Deze pagina is proefgelezen

VIJFDE JAARGANG No. 33.ZATERDAG 14 AUGUSTUS 1897.

ARCHITECTURA / ORGAAN V.H. GENOOTSCHAP ARCHITECTURA ET AMICITIA
ARCHITECTURA / ORGAAN V.H. GENOOTSCHAP ARCHITECTURA ET AMICITIA

UITGEVERS: J. VAN DER ENDT & ZOON MAASSLUIS.

Redactie: jos. th. j. cijpers, j. l. m. lauweriks, johs. b. lambeek jr., l. f. edema van der tuuk en k. de bazel.
bijdragen voor het blad te zenden aan den heer k. de bazel, nicolaas beetsstraat 118, amsterdam en alles, wat de administratie van het genootschap betreft, aan den 1sten secretaris, american-hotel, te amsterdam.
voorwaarden van het lidmaatschap: het orgaan met technisch gedeelte wordt wekelijks franco toegezonden aan alle leden van het genootschap. de jaarlijksche contributie voor het lidmaatschap bedraagt:
voor gewone leden . . . . . . . . . . . . . ƒ 12.—
  „   kunstlievende leden . . . . . . . . . „ 10.—
  „   buitenleden en aspirant leden . . . . . „ 7.50


MEDEDEELINGEN BETREFFENDE HET GENOOTSCHAP.

In antwoord op het schrijven van n. n. van 3 aug. ll. diene het volgende:

vraag 1. Op de situatieteekening bij de 1e prijsvraag voor een kantoorgebouw, voorkomende in no. 31 van architectura van 31 juli ll[.] komt eene verkeerde maat voor, de gevel aan de hoofdstraat is nl. 26 M. in plaats van 28 M. Voor belangstellenden ligt de calque schaal 1 à 100 op de tafel van het genootschapslokaal ter inzage. Lichtdrukken daarvan worden door den 1en Secretaris tegen betaling van f 0.30 toegezonden.

vraag 2. Daar het gebouw op een hoekterrein komt te staan mag het geheele terrein bebouwd worden. Met het oog op voldoende licht en lucht is dit evenwel in het gegeven geval niet aan te raden.

vraag 3. Het gebruik van ijzerconstructie is geoorloofd.

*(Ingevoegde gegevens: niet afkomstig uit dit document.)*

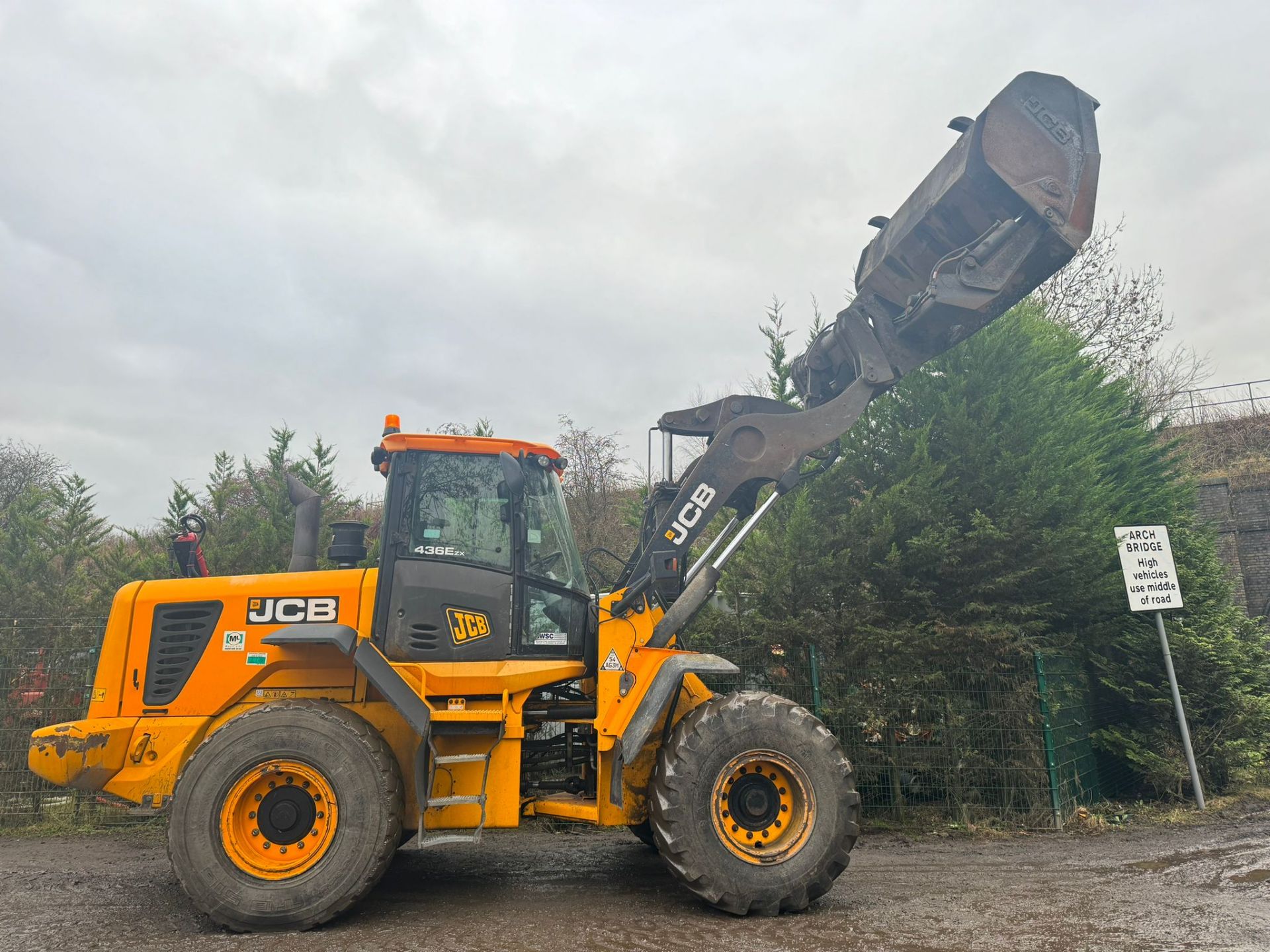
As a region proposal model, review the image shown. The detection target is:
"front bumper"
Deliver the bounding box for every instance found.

Voor de Retrospectieve Tentoonstelling verbonden aan het Internationaal Congres van Architecten te brussel, is eene inzending uit nederland afgezonden, bijeenverzameld door de samenwerking van de Maatschappij tot Bevordering der Bouwkunst en het genootschap architectura et amicitia.
De Maatschappij zond vier groote lijsten, waarin reproducties naar uitgevoerde werken van 34 verschillende architecten.
Door het genootschap zijn ingezonden twee lijsten met teekeningen naar uitgevoerde en onuitgevoerde ontwerpen van 14 verschillende architecten; bovendien een aantal teekeningen, meest van onuitgevoerde werken en photographieën, van 6 andere architecten dan die, welke reeds vertegenwoordigd zijn door teekeningen op de twee laatstgenoemde lijsten.


DE FABRIEK
VAN SÈVRES.
vrij naar het fransch, door l. f. edema v. d. tuuk.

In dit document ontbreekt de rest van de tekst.